Protons for Breakfast: it’s good to talk.

A conversation taking place at Protons for Breakfast

A conversation taking place at Protons for Breakfast

In just one month (Wednesday 6th November 2013) the Protons for Breakfast course will begin again for the 18th time. Amazingly we already have 102 people signed up and the lecture theatre can only take 120. So if you are thinking of attending, you should probably register soon.

I have thought a good deal about what has made the course successful. There are the wizzy PowerPoint slides of course; the excellent music; the fulsome answers to questions; the hands-on sessions; the discussions; the experts; and the presence of so many helpers. However, I don’t think it is any one of these things, although they all help.  I think that all these things are reflections of a fundamental respect for the people attending the course.

People attending Protons for Breakfast have a wide range of backgrounds and experience: the typical age range is from 12 to 70. But what they have in common is that they feel themselves to be ignorant in some way. My belief is that that the experience of ‘feeling ignorant’ is fundamentally like ‘feeling lost’. The key similarity is that when you are ‘lost’, you can’t tell someone ‘where you are’ in order for them to give you directions.
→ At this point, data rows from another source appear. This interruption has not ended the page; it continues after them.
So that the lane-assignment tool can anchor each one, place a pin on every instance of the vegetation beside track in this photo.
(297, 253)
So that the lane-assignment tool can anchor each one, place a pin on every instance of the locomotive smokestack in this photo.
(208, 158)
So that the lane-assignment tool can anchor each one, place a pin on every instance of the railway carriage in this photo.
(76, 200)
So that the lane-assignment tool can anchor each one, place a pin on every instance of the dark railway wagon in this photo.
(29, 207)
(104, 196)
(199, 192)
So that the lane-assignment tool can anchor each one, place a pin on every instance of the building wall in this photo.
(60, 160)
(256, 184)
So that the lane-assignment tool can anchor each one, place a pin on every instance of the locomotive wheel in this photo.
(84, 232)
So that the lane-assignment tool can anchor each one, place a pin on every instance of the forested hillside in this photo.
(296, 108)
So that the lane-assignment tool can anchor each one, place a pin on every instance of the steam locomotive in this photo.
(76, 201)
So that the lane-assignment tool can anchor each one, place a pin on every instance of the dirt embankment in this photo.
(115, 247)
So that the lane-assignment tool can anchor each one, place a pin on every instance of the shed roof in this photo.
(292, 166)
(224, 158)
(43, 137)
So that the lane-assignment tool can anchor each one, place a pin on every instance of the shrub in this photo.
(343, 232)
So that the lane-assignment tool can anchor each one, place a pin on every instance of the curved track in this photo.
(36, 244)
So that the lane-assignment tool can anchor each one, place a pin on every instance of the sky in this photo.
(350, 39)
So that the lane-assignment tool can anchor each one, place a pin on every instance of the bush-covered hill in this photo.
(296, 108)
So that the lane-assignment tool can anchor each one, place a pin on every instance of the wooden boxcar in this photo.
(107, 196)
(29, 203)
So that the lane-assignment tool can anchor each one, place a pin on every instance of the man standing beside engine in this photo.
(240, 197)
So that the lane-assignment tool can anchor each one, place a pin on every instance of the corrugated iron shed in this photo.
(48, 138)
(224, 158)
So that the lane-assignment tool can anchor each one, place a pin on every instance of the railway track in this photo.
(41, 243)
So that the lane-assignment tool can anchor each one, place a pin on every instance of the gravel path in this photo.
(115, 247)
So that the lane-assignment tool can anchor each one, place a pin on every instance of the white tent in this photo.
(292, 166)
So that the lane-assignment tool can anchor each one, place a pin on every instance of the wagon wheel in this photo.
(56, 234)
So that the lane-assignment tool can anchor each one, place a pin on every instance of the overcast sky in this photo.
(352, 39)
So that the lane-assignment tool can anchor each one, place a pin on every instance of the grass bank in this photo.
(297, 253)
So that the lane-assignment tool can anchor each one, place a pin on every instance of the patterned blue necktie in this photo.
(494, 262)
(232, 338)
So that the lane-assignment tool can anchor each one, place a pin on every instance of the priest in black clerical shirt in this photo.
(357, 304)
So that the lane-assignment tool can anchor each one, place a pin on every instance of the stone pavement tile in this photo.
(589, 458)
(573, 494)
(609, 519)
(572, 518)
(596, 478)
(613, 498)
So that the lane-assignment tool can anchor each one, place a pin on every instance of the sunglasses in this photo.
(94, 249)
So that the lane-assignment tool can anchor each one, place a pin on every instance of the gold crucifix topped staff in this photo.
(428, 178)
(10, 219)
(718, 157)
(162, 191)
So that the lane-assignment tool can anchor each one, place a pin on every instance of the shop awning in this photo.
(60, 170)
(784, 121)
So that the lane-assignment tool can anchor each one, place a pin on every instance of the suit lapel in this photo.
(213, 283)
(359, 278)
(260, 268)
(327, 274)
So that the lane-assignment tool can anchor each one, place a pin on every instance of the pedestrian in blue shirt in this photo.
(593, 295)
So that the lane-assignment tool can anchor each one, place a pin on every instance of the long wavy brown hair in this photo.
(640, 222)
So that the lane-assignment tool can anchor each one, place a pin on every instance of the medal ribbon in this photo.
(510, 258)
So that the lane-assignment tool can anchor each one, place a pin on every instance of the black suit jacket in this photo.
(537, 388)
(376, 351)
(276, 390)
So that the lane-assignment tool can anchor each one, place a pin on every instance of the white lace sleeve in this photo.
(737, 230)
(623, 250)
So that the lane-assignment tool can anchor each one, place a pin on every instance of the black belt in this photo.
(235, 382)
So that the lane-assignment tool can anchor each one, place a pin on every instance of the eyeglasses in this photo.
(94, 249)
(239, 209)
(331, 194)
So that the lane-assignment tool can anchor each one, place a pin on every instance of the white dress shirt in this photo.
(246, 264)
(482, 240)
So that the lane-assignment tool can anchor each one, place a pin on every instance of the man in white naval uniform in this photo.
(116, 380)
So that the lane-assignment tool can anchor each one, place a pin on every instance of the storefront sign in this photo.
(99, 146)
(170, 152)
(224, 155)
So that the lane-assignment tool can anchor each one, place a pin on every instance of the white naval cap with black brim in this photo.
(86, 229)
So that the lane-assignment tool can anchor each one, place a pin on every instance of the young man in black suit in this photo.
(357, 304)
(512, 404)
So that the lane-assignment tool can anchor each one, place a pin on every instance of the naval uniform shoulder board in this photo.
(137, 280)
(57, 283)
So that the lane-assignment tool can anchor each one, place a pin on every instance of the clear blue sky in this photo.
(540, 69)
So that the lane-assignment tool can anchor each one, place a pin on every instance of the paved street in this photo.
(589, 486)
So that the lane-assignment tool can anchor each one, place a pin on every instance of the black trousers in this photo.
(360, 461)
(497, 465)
Similarly, when you don’t understand something it can be very hard to explain to someone what it is that you don’t understand.

I have written about this at length before and there are lots of ways of getting around this impasse. But one of the best ways is to have a conversation about the thing you don’t understand. Even if the other person doesn’t know ‘the answer’ a conversation can be helpful. However, if other person has even a small amount of knowledge the conversation can be profound.

The power of ‘conversation’ is that by a two-way exchange of information, you come closer to finding out ‘where you are’, and when you know that, you can begin the journey to ‘where you want to go’.

As I get older and older and older and older I feel ever more strongly, that it really is ‘good to talk’.